Les projets d’espace de coworking, de restauration bio, de microbrasserie, d’école alternative ou encore de crèche ont donc été reportés. « Des personnes venues travailler sur le principe du woofing (logement contre travail, ndlr) ont dû quitter les lieux et cela a mis par terre le projet initial », se souvient Philippe Kuhn.

« Des personnes venues travailler sur le principe du woofing ont dû quitter les lieux et cela a mis par terre le projet initial », se souvient Philippe Kuhn.

L’organisation d’événements

L’association s’est alors concentrée sur l’organisation d’événements en extérieur comme le Camp Climat cet été.

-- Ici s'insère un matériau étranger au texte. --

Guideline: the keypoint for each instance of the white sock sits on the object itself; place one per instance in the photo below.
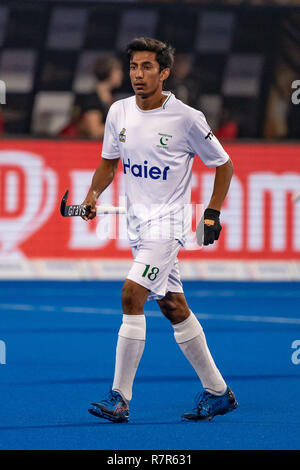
(130, 347)
(191, 339)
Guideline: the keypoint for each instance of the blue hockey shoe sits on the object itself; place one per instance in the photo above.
(208, 405)
(113, 407)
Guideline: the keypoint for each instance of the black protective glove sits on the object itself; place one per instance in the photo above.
(209, 227)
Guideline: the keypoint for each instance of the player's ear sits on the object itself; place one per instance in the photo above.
(164, 74)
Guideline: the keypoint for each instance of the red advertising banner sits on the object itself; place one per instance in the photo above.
(259, 218)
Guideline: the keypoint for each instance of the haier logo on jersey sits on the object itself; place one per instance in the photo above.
(144, 171)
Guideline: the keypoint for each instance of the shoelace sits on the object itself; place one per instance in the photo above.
(201, 397)
(111, 398)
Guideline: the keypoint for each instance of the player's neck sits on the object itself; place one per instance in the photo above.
(151, 102)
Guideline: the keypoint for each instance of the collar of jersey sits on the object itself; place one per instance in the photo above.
(155, 110)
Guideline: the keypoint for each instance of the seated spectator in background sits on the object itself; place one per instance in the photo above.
(89, 113)
(182, 82)
(228, 127)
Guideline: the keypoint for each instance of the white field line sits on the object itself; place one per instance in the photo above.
(150, 313)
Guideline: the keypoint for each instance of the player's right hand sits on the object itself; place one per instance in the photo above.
(91, 204)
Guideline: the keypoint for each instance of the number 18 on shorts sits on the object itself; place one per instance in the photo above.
(155, 267)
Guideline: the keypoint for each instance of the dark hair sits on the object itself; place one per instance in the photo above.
(164, 52)
(104, 66)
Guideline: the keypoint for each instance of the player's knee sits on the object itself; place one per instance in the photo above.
(174, 307)
(133, 299)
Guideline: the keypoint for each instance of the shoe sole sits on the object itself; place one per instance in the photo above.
(210, 417)
(100, 413)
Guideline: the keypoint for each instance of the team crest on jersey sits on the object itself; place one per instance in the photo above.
(122, 136)
(164, 140)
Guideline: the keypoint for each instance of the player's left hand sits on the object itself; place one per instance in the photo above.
(209, 227)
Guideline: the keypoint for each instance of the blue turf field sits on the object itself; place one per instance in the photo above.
(60, 345)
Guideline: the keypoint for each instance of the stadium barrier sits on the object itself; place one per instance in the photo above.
(261, 222)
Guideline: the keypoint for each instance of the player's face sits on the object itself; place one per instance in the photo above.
(145, 75)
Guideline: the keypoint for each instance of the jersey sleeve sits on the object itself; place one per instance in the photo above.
(202, 141)
(110, 148)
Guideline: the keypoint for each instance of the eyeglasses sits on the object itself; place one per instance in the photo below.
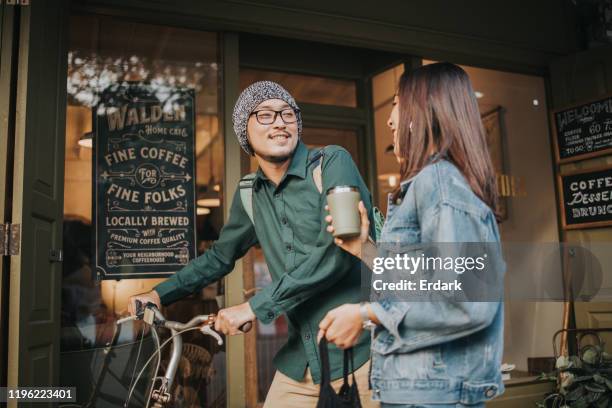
(268, 117)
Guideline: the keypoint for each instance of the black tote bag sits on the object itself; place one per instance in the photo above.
(348, 396)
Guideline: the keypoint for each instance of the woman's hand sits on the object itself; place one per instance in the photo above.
(342, 326)
(352, 245)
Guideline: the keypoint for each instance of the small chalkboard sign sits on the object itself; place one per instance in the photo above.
(583, 131)
(144, 187)
(586, 198)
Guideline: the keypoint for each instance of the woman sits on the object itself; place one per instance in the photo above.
(438, 353)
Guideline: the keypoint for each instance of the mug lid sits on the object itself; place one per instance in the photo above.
(341, 189)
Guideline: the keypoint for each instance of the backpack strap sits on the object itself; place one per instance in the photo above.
(246, 194)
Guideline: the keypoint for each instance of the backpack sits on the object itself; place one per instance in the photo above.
(246, 192)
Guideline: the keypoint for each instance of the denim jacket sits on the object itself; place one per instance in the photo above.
(438, 352)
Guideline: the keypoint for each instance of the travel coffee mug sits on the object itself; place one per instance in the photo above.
(343, 202)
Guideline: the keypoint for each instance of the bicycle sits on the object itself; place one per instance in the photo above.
(152, 316)
(161, 395)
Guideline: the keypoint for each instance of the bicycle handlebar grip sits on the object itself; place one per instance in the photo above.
(139, 308)
(246, 327)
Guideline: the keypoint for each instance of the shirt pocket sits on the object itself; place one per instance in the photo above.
(305, 217)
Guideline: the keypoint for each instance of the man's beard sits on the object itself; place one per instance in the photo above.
(276, 159)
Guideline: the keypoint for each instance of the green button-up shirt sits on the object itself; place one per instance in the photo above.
(310, 274)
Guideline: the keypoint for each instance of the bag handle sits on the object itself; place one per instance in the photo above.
(349, 364)
(325, 372)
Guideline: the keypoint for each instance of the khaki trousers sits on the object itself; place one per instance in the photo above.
(288, 393)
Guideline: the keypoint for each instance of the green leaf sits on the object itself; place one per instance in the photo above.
(562, 362)
(591, 356)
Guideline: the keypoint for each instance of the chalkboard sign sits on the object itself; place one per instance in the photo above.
(587, 198)
(144, 187)
(583, 131)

Des rencontres de plus petite ampleur, comme des conférences sur le climat ou des ateliers de permaculture, ont aussi eu lieu. Mais depuis août, l’alimentation en électricité ne fonctionne plus. Une situation qui remet en question toute programmation selon Lionel Prime :

« Sans électricité, les conditions météorologiques sont déterminantes pour nos activités qui sont toutes en extérieur. À l’automne, et surtout en hiver, ça devient compliqué de travailler sur le site. »

Une crise de gouvernance interne

Pour lancer ses chantiers, l’association proposait des heures de travail contre des parts sociales à pourvoir dans la future société coopérative (SCIC) qu’elle souhaitait former. L’opération de conversion n’a plus cours aujourd’hui selon Lionel Prime, qui mentionne « des abus » dans les horaires déclarés. Un problème supplémentaire pour les membres de l’association, dont certains ont fini par abandonner le projet :

« En décembre 2019, une fissure s’est créée entre les attentes et ce qui se passait dans le collectif, ce qui a mené à une crise interne. »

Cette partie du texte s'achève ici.